Antigamente havia uma noção razoavelmente disseminada de que ter
“cultura geral” era importante, de que fazia parte dos requisitos da
cidadania. Hoje, na suposta Era da Informação, é difícil imaginar
compromisso mais fora de moda. Mesmo artistas, escritores e professores
têm lacunas tremendas na formação cultural. Como se via na seção
“Antologia pessoal” que este caderno mantinha, eles não leram muitos
clássicos, dominam mal os conceitos filosóficos e científicos e se
interessam pouco por história. Penso em diretores de cinema como
Bergman e Fellini, no conhecimento amoroso que tinham de literatura,
teatro, pintura e música, e comparo com os atuais, dos quais tenho
conhecido alguns. A diferença de repertório é abissal e, mais
importante, se manifesta nos filmes, hoje tão mais vazios(…)

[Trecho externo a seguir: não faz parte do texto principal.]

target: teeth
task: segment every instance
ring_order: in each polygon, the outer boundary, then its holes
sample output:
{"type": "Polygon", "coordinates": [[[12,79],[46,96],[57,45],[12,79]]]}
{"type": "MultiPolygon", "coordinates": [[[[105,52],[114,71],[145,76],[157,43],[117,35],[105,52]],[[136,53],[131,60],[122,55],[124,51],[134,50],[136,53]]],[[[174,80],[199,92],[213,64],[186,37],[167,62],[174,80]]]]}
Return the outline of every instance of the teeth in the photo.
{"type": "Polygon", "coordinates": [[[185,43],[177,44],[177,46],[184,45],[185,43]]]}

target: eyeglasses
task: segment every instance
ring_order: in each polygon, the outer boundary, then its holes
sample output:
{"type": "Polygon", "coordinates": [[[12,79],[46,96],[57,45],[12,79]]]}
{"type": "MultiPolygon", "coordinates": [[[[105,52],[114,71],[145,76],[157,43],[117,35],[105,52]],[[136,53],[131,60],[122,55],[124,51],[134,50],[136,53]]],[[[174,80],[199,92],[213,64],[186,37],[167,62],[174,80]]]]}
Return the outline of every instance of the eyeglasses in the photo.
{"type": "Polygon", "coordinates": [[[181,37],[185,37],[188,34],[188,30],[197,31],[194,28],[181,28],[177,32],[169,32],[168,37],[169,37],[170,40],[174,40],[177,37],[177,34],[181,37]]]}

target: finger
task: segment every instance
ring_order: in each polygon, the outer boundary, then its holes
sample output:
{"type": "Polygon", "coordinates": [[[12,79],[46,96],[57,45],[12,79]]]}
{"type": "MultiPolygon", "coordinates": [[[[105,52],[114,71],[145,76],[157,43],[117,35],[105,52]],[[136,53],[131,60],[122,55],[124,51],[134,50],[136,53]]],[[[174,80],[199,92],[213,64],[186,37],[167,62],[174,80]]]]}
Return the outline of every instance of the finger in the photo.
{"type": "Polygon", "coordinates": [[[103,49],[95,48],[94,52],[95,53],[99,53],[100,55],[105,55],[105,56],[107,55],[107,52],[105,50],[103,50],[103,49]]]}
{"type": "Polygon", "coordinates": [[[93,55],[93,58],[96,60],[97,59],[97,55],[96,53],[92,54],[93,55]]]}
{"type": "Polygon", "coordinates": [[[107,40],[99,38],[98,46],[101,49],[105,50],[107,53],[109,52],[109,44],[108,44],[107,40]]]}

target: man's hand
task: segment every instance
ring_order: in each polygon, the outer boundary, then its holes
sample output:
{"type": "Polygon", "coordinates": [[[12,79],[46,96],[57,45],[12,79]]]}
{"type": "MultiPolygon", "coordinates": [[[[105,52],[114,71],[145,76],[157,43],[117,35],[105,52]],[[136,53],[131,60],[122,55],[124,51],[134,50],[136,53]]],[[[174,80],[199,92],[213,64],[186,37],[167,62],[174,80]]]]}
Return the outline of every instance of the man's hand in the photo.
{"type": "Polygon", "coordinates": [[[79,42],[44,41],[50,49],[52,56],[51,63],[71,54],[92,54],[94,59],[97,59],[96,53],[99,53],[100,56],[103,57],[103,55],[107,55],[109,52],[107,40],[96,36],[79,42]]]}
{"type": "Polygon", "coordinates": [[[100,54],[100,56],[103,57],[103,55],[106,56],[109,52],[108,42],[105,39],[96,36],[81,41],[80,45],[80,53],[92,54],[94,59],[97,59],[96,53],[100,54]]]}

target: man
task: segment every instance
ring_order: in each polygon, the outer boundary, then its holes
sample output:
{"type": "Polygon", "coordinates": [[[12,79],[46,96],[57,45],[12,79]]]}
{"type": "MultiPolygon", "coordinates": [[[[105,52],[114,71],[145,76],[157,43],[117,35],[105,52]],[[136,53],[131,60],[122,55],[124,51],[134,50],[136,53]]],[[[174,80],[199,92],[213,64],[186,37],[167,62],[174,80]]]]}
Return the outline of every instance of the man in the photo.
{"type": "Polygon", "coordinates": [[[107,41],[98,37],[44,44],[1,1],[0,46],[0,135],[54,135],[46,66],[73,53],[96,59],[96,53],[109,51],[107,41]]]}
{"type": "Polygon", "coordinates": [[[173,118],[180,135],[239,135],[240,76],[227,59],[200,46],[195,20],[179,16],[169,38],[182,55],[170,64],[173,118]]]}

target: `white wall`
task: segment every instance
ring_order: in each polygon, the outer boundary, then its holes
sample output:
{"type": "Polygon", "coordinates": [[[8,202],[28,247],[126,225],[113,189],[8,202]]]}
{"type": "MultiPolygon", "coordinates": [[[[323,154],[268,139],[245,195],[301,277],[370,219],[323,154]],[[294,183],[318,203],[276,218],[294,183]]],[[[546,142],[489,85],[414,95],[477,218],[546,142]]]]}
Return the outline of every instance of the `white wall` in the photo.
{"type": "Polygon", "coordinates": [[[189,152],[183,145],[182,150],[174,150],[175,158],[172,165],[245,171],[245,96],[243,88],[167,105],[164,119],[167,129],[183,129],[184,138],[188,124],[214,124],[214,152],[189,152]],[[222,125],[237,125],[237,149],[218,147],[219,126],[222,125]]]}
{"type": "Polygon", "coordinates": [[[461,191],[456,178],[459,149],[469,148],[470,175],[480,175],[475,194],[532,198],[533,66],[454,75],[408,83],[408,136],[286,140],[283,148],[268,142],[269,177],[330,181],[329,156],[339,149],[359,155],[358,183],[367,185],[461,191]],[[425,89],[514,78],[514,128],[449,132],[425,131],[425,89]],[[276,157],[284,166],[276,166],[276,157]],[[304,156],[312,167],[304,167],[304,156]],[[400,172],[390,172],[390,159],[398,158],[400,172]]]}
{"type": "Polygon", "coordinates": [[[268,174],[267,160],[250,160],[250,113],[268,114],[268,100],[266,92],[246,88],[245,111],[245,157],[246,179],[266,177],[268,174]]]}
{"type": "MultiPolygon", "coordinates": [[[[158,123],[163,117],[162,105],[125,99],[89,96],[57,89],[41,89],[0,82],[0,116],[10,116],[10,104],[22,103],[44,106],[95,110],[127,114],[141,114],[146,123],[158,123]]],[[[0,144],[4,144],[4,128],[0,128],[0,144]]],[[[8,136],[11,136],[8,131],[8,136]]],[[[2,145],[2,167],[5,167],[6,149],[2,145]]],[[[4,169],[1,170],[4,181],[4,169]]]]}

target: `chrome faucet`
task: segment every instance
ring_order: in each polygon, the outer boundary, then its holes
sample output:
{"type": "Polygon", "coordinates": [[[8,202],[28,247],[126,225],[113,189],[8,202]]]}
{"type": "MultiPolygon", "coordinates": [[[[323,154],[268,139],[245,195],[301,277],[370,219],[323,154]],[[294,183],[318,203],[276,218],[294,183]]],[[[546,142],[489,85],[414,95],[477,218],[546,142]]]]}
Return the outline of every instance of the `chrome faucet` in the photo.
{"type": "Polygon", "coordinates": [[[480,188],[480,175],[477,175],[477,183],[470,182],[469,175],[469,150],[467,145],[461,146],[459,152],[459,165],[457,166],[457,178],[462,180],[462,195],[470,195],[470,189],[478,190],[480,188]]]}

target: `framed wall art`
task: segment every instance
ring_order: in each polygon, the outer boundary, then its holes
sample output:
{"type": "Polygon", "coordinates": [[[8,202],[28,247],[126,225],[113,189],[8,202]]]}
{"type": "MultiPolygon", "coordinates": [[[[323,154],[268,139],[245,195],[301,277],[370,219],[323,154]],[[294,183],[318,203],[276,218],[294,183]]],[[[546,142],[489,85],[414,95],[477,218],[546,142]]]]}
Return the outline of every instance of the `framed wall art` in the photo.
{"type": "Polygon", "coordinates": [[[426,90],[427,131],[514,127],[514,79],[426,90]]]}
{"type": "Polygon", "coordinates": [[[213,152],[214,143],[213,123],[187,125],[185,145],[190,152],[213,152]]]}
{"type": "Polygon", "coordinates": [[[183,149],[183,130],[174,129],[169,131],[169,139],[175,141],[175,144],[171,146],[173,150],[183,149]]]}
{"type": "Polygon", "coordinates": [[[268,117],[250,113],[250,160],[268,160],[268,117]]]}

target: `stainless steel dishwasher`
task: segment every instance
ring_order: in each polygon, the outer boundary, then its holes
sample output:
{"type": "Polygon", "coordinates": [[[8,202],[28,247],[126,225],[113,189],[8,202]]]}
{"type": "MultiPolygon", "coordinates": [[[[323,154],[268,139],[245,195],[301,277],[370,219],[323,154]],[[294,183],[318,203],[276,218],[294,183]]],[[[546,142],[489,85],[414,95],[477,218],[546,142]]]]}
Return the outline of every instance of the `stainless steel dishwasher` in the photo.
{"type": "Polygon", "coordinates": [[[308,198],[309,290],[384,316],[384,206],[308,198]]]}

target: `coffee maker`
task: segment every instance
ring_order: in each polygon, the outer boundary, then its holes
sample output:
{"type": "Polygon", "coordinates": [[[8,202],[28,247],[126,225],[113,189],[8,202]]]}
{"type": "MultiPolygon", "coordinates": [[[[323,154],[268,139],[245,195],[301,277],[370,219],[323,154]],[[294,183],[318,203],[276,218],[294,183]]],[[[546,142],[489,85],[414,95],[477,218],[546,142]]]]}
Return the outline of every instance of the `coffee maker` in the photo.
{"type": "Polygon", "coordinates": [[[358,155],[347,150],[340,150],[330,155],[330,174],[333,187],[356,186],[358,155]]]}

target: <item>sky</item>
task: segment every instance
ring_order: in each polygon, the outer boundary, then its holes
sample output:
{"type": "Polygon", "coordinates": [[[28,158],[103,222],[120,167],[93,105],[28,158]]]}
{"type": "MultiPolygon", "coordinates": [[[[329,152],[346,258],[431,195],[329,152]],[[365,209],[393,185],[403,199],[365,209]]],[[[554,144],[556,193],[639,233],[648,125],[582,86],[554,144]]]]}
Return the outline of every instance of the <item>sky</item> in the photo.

Inteligência, claro, também parece tão fora de moda quanto usar
chapéus. Programas de TV e revistas falam o tempo todo em “tipos de
inteligência” ou em “inteligência emocional”, mas não conseguem
disfarçar o sabor de vingança que sentem com esse desprestígio do
raciocínio articulado, formado por leituras atentas. E desvincular
inteligência e cultura é outra tática que só serve ao conservadorismo
dos nossos tempos, ao consumismo sentimental que emana da mídia sem
parar. Sim, há pessoas que leram muito e continuam burras, mas isso
porque leem burramente… O difícil é querer que as pessoas realmente
inteligentes não sejam curiosas por natureza, atraídas pelo
conhecimento porque sabem que sem ele não há equipamento mental que se
aprimore.
Essa overdose audiovisual, adversária da
concentração sem a qual não existe formação – e toda formação exige
alto grau de autodidatismo –, é apenas uma das causas do crescente
desbotamento cultural da humanidade. A visão do intelectual como um
sujeito ou insensível ou desajeitado, ainda que muitos intelectuais a
confirmem, tem outras motivações históricas. Pode reparar que nos
filmes de ação, sobretudo americanos, os vilões são sempre mais
“sofisticados” que os heróis; se estes triunfam, é porque têm bom
coração. Em parte isso tem a ver com os estereótipos sobre o nazismo,
que provocam a pergunta banal sobre “como alguém que escuta Schubert
pode matar milhões de pessoas” (escutar Schubert não é atestado moral);
mas, na verdade, os antecede, como na cultura rousseauniana que as
Américas adotaram.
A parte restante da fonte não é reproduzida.